By Nikki Jamieson
Sunny South News
Nearby residents were briefly evacuated following a train derailment south of Barons last Monday.
CP Rail reported that around 7:40 a.m. on Monday, Sept. 2, a train derailed along Highway 23 south of the Village of Barons by Township Road 12-0. A total of 21 cars and one locomotive engine were involved in the derailment. No injuries to the train crew were reported.
Three cars carrying octane were found to be leaking. Highway 23 was closed from Township Road 11-4 to Township Road 12 with traffic being diverted westbound, and at 11 a.m., Lethbridge County announced an evacuation order for everyone from Highway 23 west to Range Road 23-5, Highway 23 east to Range Road 23-2 and Township Road 12-2 south to Township Road 11-4.
This included the Keho Lake area and the Keho Lake campground. A reception centre for displaced persons was opened at the Nobleford Community Complex.
Lethbridge County reeve Lorne Hickey praised the response from emergency personnel.
“All of the fire departments and emergency people were there as soon as possible, there was no delay and they got the highway shut down, then the CPR showed up and did an excellent job of containing the spills and they seemed to of pulled in a lot of equipment to get the job done in a hurry,” said Hickey.
“I would just really like to thank the people who went out there, like from the fire departments; they did an excellent job and that’s a long day to be out there, and everything went well.”
Hickey said the evacuation radius was determined by a guide used by emergency service personal.
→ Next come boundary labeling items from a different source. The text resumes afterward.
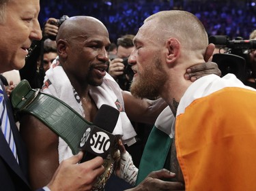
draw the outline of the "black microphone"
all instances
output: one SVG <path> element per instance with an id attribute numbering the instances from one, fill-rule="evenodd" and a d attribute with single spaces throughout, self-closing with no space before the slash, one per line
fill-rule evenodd
<path id="1" fill-rule="evenodd" d="M 108 105 L 102 105 L 97 112 L 93 125 L 87 128 L 81 139 L 79 147 L 84 152 L 81 162 L 97 156 L 106 158 L 116 143 L 112 133 L 115 127 L 119 111 Z"/>

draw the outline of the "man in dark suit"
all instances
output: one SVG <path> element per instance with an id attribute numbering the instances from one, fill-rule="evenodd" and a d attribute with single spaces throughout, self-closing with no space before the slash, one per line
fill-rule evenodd
<path id="1" fill-rule="evenodd" d="M 31 41 L 42 38 L 38 20 L 39 1 L 0 1 L 0 73 L 22 68 Z M 6 123 L 3 119 L 0 121 L 0 187 L 5 191 L 31 190 L 27 181 L 26 148 L 20 137 L 10 103 L 1 80 L 0 84 L 0 111 L 5 111 L 3 113 L 6 116 L 7 111 L 8 116 L 5 118 Z M 5 124 L 10 124 L 8 131 L 10 134 L 4 130 Z M 96 178 L 104 171 L 103 159 L 97 157 L 77 164 L 82 157 L 83 153 L 79 153 L 64 160 L 47 186 L 38 190 L 89 190 Z"/>

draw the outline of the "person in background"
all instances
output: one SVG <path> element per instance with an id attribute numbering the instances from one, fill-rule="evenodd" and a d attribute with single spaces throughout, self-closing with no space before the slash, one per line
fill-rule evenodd
<path id="1" fill-rule="evenodd" d="M 249 39 L 256 40 L 256 30 L 251 32 Z M 251 73 L 244 84 L 256 88 L 256 51 L 254 48 L 250 50 L 249 59 L 247 64 L 251 69 Z"/>
<path id="2" fill-rule="evenodd" d="M 110 60 L 113 60 L 117 56 L 117 45 L 115 43 L 111 42 L 108 47 L 107 51 L 109 54 L 109 58 Z"/>
<path id="3" fill-rule="evenodd" d="M 32 88 L 41 88 L 44 84 L 45 70 L 44 65 L 39 63 L 43 63 L 44 48 L 48 50 L 51 47 L 51 52 L 55 51 L 54 46 L 56 45 L 54 44 L 56 44 L 55 38 L 59 27 L 67 18 L 68 16 L 63 16 L 63 18 L 60 19 L 49 18 L 44 24 L 42 31 L 43 36 L 42 39 L 32 41 L 32 44 L 29 49 L 29 54 L 26 57 L 25 65 L 19 70 L 20 79 L 27 80 Z M 52 42 L 48 43 L 49 41 Z"/>
<path id="4" fill-rule="evenodd" d="M 0 1 L 0 73 L 21 69 L 31 41 L 41 39 L 39 10 L 39 0 Z M 4 116 L 1 118 L 0 131 L 1 188 L 7 191 L 31 191 L 27 150 L 15 124 L 3 85 L 0 83 L 0 111 Z M 104 171 L 103 159 L 97 157 L 78 164 L 82 157 L 81 152 L 63 161 L 44 185 L 47 187 L 38 190 L 90 190 L 95 179 Z"/>
<path id="5" fill-rule="evenodd" d="M 108 72 L 123 90 L 129 90 L 130 84 L 132 80 L 133 72 L 129 70 L 127 59 L 134 48 L 134 37 L 133 35 L 125 35 L 117 39 L 116 56 L 109 61 Z"/>
<path id="6" fill-rule="evenodd" d="M 44 54 L 42 59 L 40 58 L 38 64 L 38 69 L 41 67 L 41 63 L 42 62 L 43 68 L 44 72 L 46 72 L 51 67 L 51 64 L 55 60 L 57 56 L 57 45 L 56 41 L 53 41 L 51 39 L 46 39 L 44 41 Z"/>

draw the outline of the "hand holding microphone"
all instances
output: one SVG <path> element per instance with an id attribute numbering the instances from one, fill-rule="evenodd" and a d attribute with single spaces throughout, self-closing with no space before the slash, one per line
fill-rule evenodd
<path id="1" fill-rule="evenodd" d="M 103 190 L 113 173 L 116 155 L 118 155 L 118 140 L 121 135 L 112 134 L 117 124 L 119 111 L 113 107 L 102 105 L 98 111 L 93 125 L 86 129 L 81 138 L 79 148 L 84 152 L 81 162 L 96 156 L 104 159 L 105 171 L 97 179 L 91 190 Z"/>

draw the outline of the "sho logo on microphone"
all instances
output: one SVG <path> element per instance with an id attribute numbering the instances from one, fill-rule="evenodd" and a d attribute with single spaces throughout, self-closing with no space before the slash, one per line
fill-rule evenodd
<path id="1" fill-rule="evenodd" d="M 85 144 L 85 142 L 87 141 L 89 135 L 91 133 L 91 128 L 88 128 L 85 132 L 83 133 L 82 138 L 81 139 L 80 141 L 80 147 L 83 147 L 83 145 Z"/>
<path id="2" fill-rule="evenodd" d="M 111 145 L 109 135 L 102 131 L 95 132 L 89 141 L 91 150 L 98 154 L 106 152 Z"/>

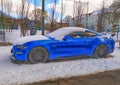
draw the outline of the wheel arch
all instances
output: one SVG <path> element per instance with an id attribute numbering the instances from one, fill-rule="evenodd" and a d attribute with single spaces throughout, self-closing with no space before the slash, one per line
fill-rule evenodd
<path id="1" fill-rule="evenodd" d="M 101 43 L 101 44 L 98 44 L 98 45 L 96 45 L 96 46 L 95 46 L 95 48 L 94 48 L 94 50 L 93 50 L 93 52 L 92 52 L 91 57 L 94 55 L 95 50 L 96 50 L 96 49 L 97 49 L 97 47 L 99 47 L 100 45 L 104 45 L 104 46 L 106 46 L 107 51 L 108 51 L 108 53 L 109 53 L 109 48 L 108 48 L 108 46 L 107 46 L 105 43 Z"/>
<path id="2" fill-rule="evenodd" d="M 27 60 L 28 60 L 28 57 L 29 57 L 29 54 L 30 54 L 31 50 L 34 49 L 34 48 L 36 48 L 36 47 L 42 47 L 42 48 L 44 48 L 44 49 L 48 52 L 48 58 L 50 57 L 50 52 L 49 52 L 49 50 L 47 49 L 47 47 L 42 46 L 42 45 L 37 45 L 37 46 L 33 46 L 33 47 L 31 47 L 31 48 L 29 49 L 29 52 L 27 53 Z"/>

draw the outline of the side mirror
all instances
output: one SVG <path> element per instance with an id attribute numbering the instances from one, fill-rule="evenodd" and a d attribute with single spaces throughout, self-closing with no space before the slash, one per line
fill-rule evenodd
<path id="1" fill-rule="evenodd" d="M 115 36 L 115 33 L 111 34 L 111 37 L 114 37 Z"/>

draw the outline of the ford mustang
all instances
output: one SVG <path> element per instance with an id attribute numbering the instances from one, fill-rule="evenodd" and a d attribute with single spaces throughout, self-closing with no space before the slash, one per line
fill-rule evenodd
<path id="1" fill-rule="evenodd" d="M 56 58 L 90 56 L 105 58 L 114 51 L 111 37 L 80 27 L 63 27 L 46 36 L 19 38 L 11 52 L 12 60 L 30 63 L 46 62 Z"/>

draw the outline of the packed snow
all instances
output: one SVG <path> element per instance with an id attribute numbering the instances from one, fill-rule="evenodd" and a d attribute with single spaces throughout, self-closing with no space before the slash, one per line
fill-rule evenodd
<path id="1" fill-rule="evenodd" d="M 111 54 L 114 57 L 38 64 L 14 64 L 10 60 L 10 50 L 10 46 L 0 47 L 0 85 L 18 85 L 120 69 L 118 44 Z"/>

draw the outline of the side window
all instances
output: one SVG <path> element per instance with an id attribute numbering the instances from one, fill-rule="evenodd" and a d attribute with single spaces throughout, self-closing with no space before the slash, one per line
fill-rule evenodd
<path id="1" fill-rule="evenodd" d="M 69 35 L 72 38 L 83 38 L 83 37 L 86 37 L 85 32 L 72 32 Z"/>

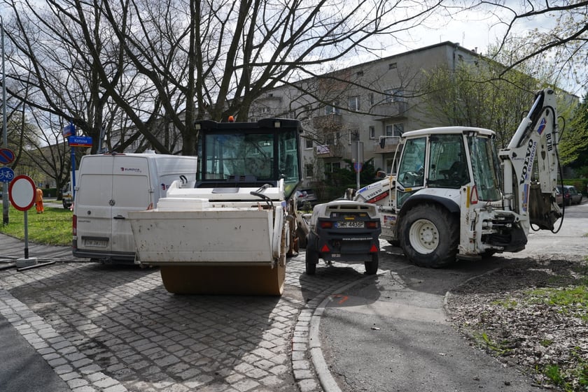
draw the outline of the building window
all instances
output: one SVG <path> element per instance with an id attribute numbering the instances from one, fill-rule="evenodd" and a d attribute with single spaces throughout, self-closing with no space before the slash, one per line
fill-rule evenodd
<path id="1" fill-rule="evenodd" d="M 339 110 L 339 101 L 335 101 L 332 103 L 332 105 L 327 105 L 325 106 L 325 115 L 338 115 L 340 112 Z"/>
<path id="2" fill-rule="evenodd" d="M 312 148 L 312 139 L 304 139 L 304 148 Z"/>
<path id="3" fill-rule="evenodd" d="M 359 141 L 359 131 L 357 129 L 354 129 L 352 131 L 349 131 L 349 145 L 351 145 L 351 142 L 358 142 Z"/>
<path id="4" fill-rule="evenodd" d="M 384 101 L 386 103 L 393 102 L 403 102 L 404 92 L 400 89 L 388 89 L 384 90 Z"/>
<path id="5" fill-rule="evenodd" d="M 325 162 L 325 173 L 332 173 L 333 169 L 341 168 L 341 162 Z"/>
<path id="6" fill-rule="evenodd" d="M 314 166 L 312 164 L 304 164 L 304 177 L 312 177 L 314 172 Z"/>
<path id="7" fill-rule="evenodd" d="M 335 145 L 339 144 L 341 138 L 340 132 L 330 132 L 325 135 L 325 144 L 327 145 Z"/>
<path id="8" fill-rule="evenodd" d="M 349 97 L 349 110 L 352 112 L 356 112 L 359 110 L 359 97 L 358 96 L 350 96 Z"/>
<path id="9" fill-rule="evenodd" d="M 397 122 L 386 126 L 386 136 L 402 136 L 404 133 L 404 123 Z"/>

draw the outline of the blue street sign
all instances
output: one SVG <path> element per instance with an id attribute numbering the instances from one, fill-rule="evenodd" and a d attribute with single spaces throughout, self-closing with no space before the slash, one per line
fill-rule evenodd
<path id="1" fill-rule="evenodd" d="M 69 138 L 71 136 L 76 135 L 76 126 L 73 124 L 69 124 L 63 127 L 63 137 Z"/>
<path id="2" fill-rule="evenodd" d="M 69 136 L 69 147 L 92 147 L 92 136 Z"/>
<path id="3" fill-rule="evenodd" d="M 0 148 L 0 164 L 8 165 L 14 161 L 14 152 L 8 148 Z"/>
<path id="4" fill-rule="evenodd" d="M 0 182 L 10 182 L 14 179 L 14 170 L 10 168 L 0 168 Z"/>

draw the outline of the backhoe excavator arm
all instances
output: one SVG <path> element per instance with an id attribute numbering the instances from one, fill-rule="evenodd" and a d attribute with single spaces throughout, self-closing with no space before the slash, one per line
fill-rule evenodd
<path id="1" fill-rule="evenodd" d="M 531 224 L 553 230 L 561 216 L 554 198 L 559 170 L 555 107 L 553 89 L 539 92 L 508 146 L 499 152 L 505 209 L 519 215 L 525 233 Z"/>

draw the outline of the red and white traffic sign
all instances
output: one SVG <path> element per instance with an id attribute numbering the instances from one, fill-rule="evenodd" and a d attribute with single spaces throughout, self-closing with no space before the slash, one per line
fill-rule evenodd
<path id="1" fill-rule="evenodd" d="M 8 185 L 10 203 L 20 211 L 27 211 L 35 203 L 35 183 L 27 175 L 17 175 Z"/>

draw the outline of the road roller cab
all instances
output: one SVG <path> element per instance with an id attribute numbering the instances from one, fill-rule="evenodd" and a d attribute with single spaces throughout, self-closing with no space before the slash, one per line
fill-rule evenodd
<path id="1" fill-rule="evenodd" d="M 158 266 L 175 293 L 281 295 L 295 248 L 298 120 L 199 121 L 195 181 L 130 214 L 136 262 Z"/>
“For instance, this was octane, and it was about a kilometre and a half radius, so they just did a two-mile (evacuation). But if it would have been an anhydrous (ammonia leak), it would have been double that.”
While the evacuation order did not affect the Village of Barons, Mayor Ed Weistra said that village administration had a plan in case the village needed to evacuate.
“All of the stuff was in place to make it, we were ready to go if we had to,” said Weistra, adding that they didn’t want to panic anyone as the derailment was “quite a ways away” from the village.
Weistra paid a nod to Coalhurst mayor Dennis Cassie, who had offered them “whatever they needed” in case they needed to evacuate.
“We couldn’t come to him because we would have to go past the scene, but if we could get to him, he was more than happy to give us whatever we needed,” said Weistra. “That’s the thing I love about small communities, they stick together when stuff like this happens.”
Weistra thanked the Barons, Picture Butte, Nobleford and Coalhurst firefighters, the RCMP and CP Rail hazmat officers who put a “quick end to a serious situation”.
The leaks were stopped and the visible spilled product was removed with vacuum trucks. At 4 p.m., the evacuation order was rescinded by the county, and crews continued to work onsite to ensure that all equipment was removed and the area was fully restored.
“We were very fortunate; there was no fires, no injuries to any person. I mean if that stuff started on fire it would have been quite an ugly mess, because it is very flammable,” said Hickey, noting that the train was carrying both octane and anhydrous ammonia, both of which are very flammable dangerous.
Clean-up is still underway and rail cars are still being towed away from the scene.
Barons fire chief Bryon Fraser said the anhydrous tanks still need to be removed, and this week they will be doing some flaring on the tanks to release the pressure.
“People should just know that there will be fire while we’re off gassing it, because they burn it so it doesn’t go into the air,” said Fraser.
“On the day they do the flaring, fire will be coming out of some of the tanks… It’s all planned, and we will have resources there from the fire department just in case something goes not as planned, we’re ready.
“(Clean-up is) still ongoing, but the octane is all completed and cleaned up.”
An investigation into the cause of the derailment is ongoing.